2 Su tale sentenza v. Della Bella, A., Novità in materia di stupefacenti, in Libro dell’anno del Diritto 2015, Roma, 2015, 176; Piffer, G., Le novità di diritto penale in materia di sostanze stupefacenti, in Conti, C.Marandola, A.Varraso, G., a cura di, Le nuove norme sulla giustizia penale, 2014, 14.
3 Sulla discutibilità di tale riferimento all’art. 2 c.p. per giustificare l’applicazione della norma più favorevole, che in realtà, nel caso di specie, si fonda sul principio di irretroattività della norma meno favorevole (art. 25, co. 2, Cost. e art. 7 CEDU) e di prevedibilità della pena al momento della commissione del fatto, v. Piffer, G., Le novità, cit., 27 ed ivi citazioni della dottrina.

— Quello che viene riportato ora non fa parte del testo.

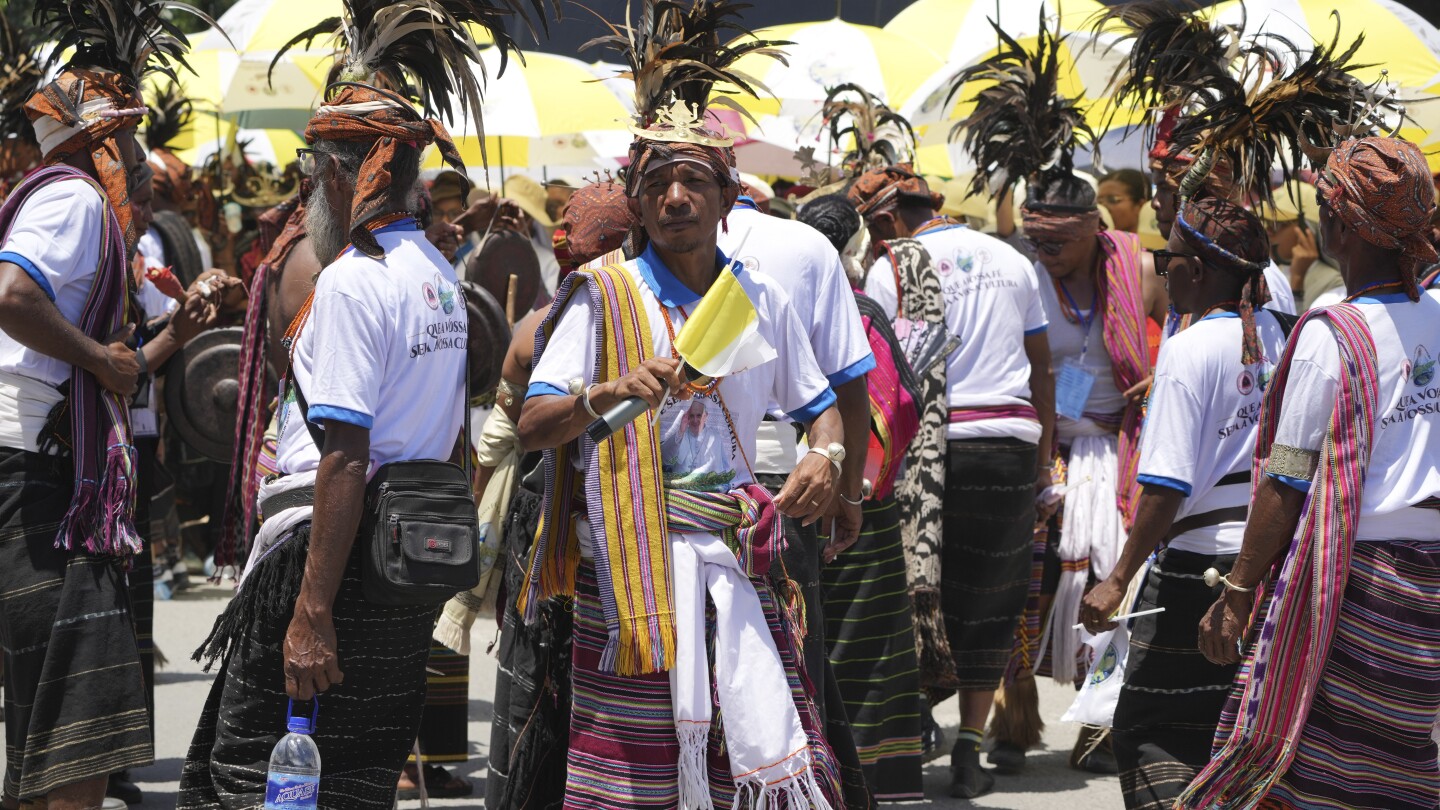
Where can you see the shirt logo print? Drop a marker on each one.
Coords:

4 In questo senso, tra gli altri, Della Bella, A., Emergenza carceri e sistema penale, 2014, 84; Manes, V.Romano, L., L’illegittimità costituzionale della legge “Fini-Giovanardi”: gli orizzonti attuali della democrazia penale, in www.penalecontemporaneo.it, 23.3.2014, 27; Piffer, G., op. cit., 37. Sulla recente giurisprudenza delle S.U. in tema di successione di norme integratrici v. Gatta, G., Abolitio criminis e successione di norme “integratrici” nella recente giurisprudenza delle Sezioni unite della Corte di cassazione, in www.penalecontemporaneo.it, 10.10.2010.

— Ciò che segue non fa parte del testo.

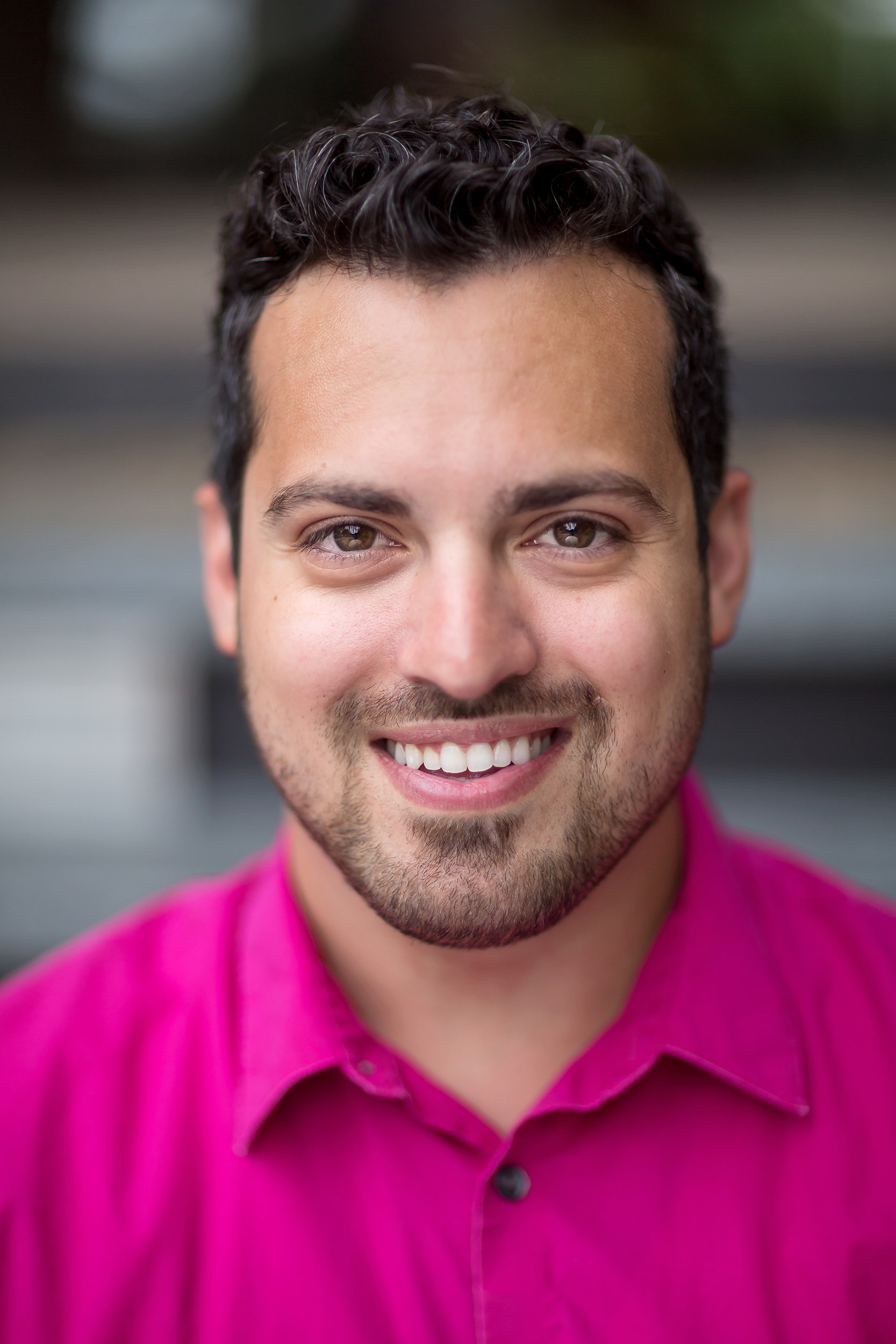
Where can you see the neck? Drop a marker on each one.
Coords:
(496, 1026)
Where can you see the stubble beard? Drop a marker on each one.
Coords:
(476, 882)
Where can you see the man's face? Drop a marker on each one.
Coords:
(468, 525)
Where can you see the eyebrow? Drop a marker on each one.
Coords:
(551, 494)
(562, 490)
(313, 490)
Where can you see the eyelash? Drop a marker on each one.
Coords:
(320, 534)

5 Più complesse le vicende normative che hanno riguardato l’art. 73, co. 5, t.u. stupefacenti: l’art. 1 d.l. 23.12.2013, n. 146, conv. con mod. dalla l. 21.2.2014, n. 10 ha trasformato la fattispecie da circostanza attenuante in titolo autonomo di reato, con riduzione della pena alla reclusione da uno a cinque anni e della multa da euro 3.000 a euro 26.000, sia per le droghe leggere sia per le droghe pesanti; la l. 16.5.2014, n. 79 di conversione con mod. del d.l. 20.3.2014, n. 36 ha poi ulteriormente ridotto la pena: reclusione da sei mesi a quattro anni e multa da euro 1.032 a euro 10.329.
6 Si ricorderà che, proprio con riferimento all’indicata modifica normativa e ai contrasti che ne erano derivati in seno alla giurisprudenza, con sentenza n. 230/2012 la C. cost. aveva dichiarato non fondata la questione di legittimità costituzionale dell’art. 673 c.p.p., nella parte in cui non include, tra le ipotesi di revoca della sentenza di condanna, anche il “mutamento giurisprudenziale” determinato da una decisione delle S.U., in base al quale il fatto giudicato non è previsto dalla legge come reato. La sentenza S.U. Mraidi, pur condividendo il principio di diritto affermato dalla C. cost., non lo ritiene pertinente al caso devoluto alla sua decisione, affermando che le S.U. Alacev «hanno solo dato atto della parziale abolitio criminis» operata dal legislatore e non si verte quindi in un caso di mero “mutamento giurisprudenziale”.
7 V. da ultimo Cass. pen., S.U., 27.11.2014, n. 6240, dep. 12.2.2015, Basile e Cass. pen., S.U., 26.6.2015, n. 47766, dep. 3.12.2015, Butera.